Ancient Anda
Imagine that in that time a people settled east of Bohol, in what is today called Lamanok Point off the Anda Peninsula.
Imagine that these people left marks upon their shelters, mixing hematite rocks with animal fat and vegetable juices to make the blood-red paint with which they stained the sallow stone of their dwellings.
One wonders what could have been the rituals under which one was allowed to leave a mark for others to see. Was it something all of them did or was it a privilege kept for a select few? These may be mere handprints or streaks of red on a rock face for some but for those people each of this prints may have been the philosophical equivalent of “Cogito ergo sum.”
There are still many of these hematite paintings for others to see, but most have been taken by archaeologists who have chipped away at the rock face to bring samples for laboratory testing and dating or by wayward visitors of the island who had less scholarly intentions.
A skeptic might say “Aren’t they just smears of red paint on a cave wall? How genuine can they be? Is it not improbable that such an important archaeological site be found in Bohol of all places?”
But why not in Bohol? In Europe as in other places, hematite paintings are found in caves and rock shelters in limestone cliffs and most are dated towards the end of the last ice age, some twelve thousand years ago. Even at a much later age, why would it be improbable for Bohol?
There was a time when there was more than just these paintings to be seen at Lamanok. Several skeletal remains, pottery, boat coffins, and other artifacts were found in the area. Of that rich find, however, what now remains in the caves and rock shelters of the island are odd bones, shattered and split, a few pieces of wood that seems more like spongy fiber, and incongruent shards of pottery. Most of the artifacts, you see, had been shipped to and are stored for safekeeping at the National Museum branch in Butuan City. Some others were stolen or misplaced.
We cannot say for certain where those who settled Anda may have gone to. It is possible that they remained there for a long time or left and were later replaced by other peoples. We may never know the answers to all these questions, unless a legitimate scientific study is begun and completed to establish for all and sundry the truth of the archaeological finds in Anda.
In an effort to preserve the past in the ever-intrusive world of the present, the fisherfolk of the village of Badiang, through the Badiang Fishermen’s Association, has set up an ecological-cultural tour of Lamanok through the CoMET or Community-Managed Ecological-Cultural Tourism project implemented by the Bohol Local Development Foundation (BLDF) with, as secretariat, the Bohol Alliance of Non-Government Organizations (BANGON). BANGON also handles the project’s marketing and promotions.
The project is funded by the Philippines-Australia Community Assistance Project through the Focused Community Assistance Scheme 2, which aims to enhance ecological-cultural tourism in central and eastern Bohol so that entire communities and not just individual businessmen benefit from tourism that is ecologically and culturally sustainable.

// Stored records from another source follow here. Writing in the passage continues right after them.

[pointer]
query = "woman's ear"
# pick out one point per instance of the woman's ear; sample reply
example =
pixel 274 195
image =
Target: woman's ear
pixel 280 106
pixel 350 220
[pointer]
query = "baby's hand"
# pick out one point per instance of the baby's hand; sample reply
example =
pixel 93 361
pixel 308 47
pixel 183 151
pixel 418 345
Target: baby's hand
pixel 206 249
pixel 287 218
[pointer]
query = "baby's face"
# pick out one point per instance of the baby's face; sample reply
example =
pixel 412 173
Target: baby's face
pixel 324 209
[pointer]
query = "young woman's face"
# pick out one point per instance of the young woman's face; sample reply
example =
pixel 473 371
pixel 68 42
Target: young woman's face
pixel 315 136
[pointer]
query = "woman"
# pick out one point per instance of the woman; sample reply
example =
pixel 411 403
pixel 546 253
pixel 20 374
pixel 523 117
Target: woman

It is easy to believe that Lamanok Point, in Barangay Badiang, six kilometers from Anda proper, may still be in the state that it was in when the first of the hematite paintings were made. The village mainland itself is a place that remains out of reach of cellphones and we set foot on the island only after paddling a boat through a 74-hectare natural growth mangrove forest.
Leaving the forest behind, the boat pilot rowed us on towards what seems to be three, forbidding islands. Silent and ominous, they loomed over the waters like ageless, ever-vigilant sentries of these parts.
That morning we were to head off to Lamanok – a place where sands merge to make pathways, where yellowed mangrove leaves line the Shaman’s Trail, where sharp rocks and earth lead the way to caves where stories of Iska – an actual historical person who in some accounts may have been a goddess, a witch, or a madwoman – are still whispered, if not told, and to a mystic cave that gives the island its name: a cave that to this day is a home to mystics and age-old rituals that recall a covenant between man, nature, and otherworldly spirits.
The few hours that we spent in the island were more a communion with nature than a tour.
Lamanok is not for the tourist who seeks comfort and entertainment. It is for one who seeks the soul of a land; one who would show respect for it; and one who would have the patience to listen as it speaks in the ancient silence.